Over the past few decades, our laptops, phones, and other devices have been the place where transformative technologies become tools that people trust and rely on. It’s about to happen again, but with greater impact than ever before: A.I. will transform, reshape, and restructure these experiences in a profound way.
While cloud-centric A.I. is impressive and here to stay, it faces limitations around latency, security, and costs. A.I. running locally can address all three areas. It brings A.I. into the applications we already use, where we already use them, all built right into the devices that we always have available.
However, as A.I. applications grow, we need to make sure our PCs, phones, and devices are A.I.-ready. That means designing traditional computing engines–the central processing unit (CPU) and graphics processing unit (GPU)–to run complex A.I. workloads, as well as creating new, dedicated A.I. engines like neural processing units (NPUs). Our industry is only at the beginning of a multi-year feedback loop where better A.I. hardware begets better A.I. software, which begets better A.I. hardware, which…you get the idea.
This is the future of A.I. at scale–and it also offers a roadmap to what’s next.

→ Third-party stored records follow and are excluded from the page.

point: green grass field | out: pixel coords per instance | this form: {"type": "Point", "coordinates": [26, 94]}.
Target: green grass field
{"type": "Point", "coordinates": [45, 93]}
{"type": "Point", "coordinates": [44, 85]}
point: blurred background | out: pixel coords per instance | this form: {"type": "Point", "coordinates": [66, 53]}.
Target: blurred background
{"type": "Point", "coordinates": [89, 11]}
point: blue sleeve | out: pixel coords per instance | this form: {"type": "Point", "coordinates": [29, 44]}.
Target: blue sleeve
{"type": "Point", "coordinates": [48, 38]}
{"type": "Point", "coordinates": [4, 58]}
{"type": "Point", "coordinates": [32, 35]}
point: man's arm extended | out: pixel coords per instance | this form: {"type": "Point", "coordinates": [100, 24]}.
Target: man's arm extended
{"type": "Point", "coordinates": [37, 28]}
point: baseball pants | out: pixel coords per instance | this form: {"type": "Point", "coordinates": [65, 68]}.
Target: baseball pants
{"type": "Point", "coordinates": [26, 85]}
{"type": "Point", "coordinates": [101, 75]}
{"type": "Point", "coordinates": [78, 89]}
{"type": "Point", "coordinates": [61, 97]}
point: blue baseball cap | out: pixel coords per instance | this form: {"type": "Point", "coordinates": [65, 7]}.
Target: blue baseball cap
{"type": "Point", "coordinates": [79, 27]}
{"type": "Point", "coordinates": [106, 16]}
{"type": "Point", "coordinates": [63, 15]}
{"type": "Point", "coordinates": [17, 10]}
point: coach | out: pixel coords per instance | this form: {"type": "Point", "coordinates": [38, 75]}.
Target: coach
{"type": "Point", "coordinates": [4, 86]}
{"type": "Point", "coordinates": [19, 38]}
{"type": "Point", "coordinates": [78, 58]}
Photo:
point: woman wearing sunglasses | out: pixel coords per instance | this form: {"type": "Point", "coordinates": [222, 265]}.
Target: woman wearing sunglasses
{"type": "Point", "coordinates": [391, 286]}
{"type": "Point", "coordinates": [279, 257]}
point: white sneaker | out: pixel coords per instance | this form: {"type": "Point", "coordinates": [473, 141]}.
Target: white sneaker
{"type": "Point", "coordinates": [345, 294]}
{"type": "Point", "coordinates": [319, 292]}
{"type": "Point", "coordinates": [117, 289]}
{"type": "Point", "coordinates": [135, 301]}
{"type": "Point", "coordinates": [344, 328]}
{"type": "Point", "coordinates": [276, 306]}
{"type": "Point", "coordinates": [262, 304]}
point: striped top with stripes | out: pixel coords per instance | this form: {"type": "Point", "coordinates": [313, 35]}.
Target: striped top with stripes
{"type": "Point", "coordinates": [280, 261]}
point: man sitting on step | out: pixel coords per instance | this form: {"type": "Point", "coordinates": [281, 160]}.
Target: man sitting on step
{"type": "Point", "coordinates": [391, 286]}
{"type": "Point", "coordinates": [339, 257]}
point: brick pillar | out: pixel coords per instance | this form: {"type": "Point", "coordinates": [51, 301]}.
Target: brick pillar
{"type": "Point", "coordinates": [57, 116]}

From my nearly three decades of experience in the semiconductor industry, I see three enduring truths for how these kinds of shifts play out and how we can make the most of this moment.
Meaningful innovation starts with people’s daily needs. Think about the rise of Wi-Fi in the 2000s, the explosion of videoconferencing in the 2010s, or the more recent move to hybrid work. In each case, the industry had to figure out how technology could best fit into people’s lives. Useful applications fuel adoption and further advances until the new technology becomes indispensable.
We’re already beginning this process for A.I. on the PC. Microsoft is building A.I. into collaboration experiences for the 1.4 billion people using Windows. But in the near future, A.I. will integrate into hundreds of applications, and eventually thousands of applications that we aren’t even aware of yet. This will not only enhance existing experiences–it will elevate everything we do across work, creativity, and collaboration.
We must candidly discuss challenges to drive better results. That’s the only way to find the right solutions that address customer needs up and down the stack. For A.I., two core barriers are performance and security. Consider that GPT-3 is orders of magnitude larger than GPT-2, increasing from 1.5 billion parameters to 175 billion parameters. Now imagine those kinds of compute demands multiplied across every application, often running simultaneously. Only chips built for A.I. can make sure those experiences are fast, smooth, and power-efficient.
This is one of the most impactful inflection points for the semiconductor industry in decades. We must evolve the design of our hardware and create new, integrated A.I. accelerator engines to deliver A.I. capabilities at much lower power, with the right balance of platform power and performance. At the same time, we’ll need hardware-based security to protect the data and intellectual property that will run through A.I.
It takes an open ecosystem to create world-changing technology. We know that new innovations truly take off when put in the hands of manufacturers and developers. A great example is gaming. Gaming laptops with powerful CPUs and GPUs bring intensive computing, which game developers then use to create immersive visuals and engage in gameplay. It’s all part of a collaborative process to deliver on a common goal.
Secure, seamless A.I. will require solutions at every layer of the stack. We’ll need close collaboration to scale the hardware and the operating system, provide tools for developers to adopt, and enable manufacturers and partners to deliver new experiences. Only industry collaboration can move A.I. forward at scale, unleashing a feedback loop and ultimately creating a new generation of A.I.-enabled features and killer apps. The A.I. promise is real–but so are the challenges. The semiconductor industry is essential to designing and scaling solutions, just as it’s done for other seismic technology shifts in the past. To get there, we must surface and solve practical challenges, collaborate across disciplines, and work toward a shared vision for how A.I. can serve people’s needs. I’m confident our industry will rise to the challenge.
Michelle Johnston Holthaus is the executive VP and general manager of Intel’s Client Computing Group.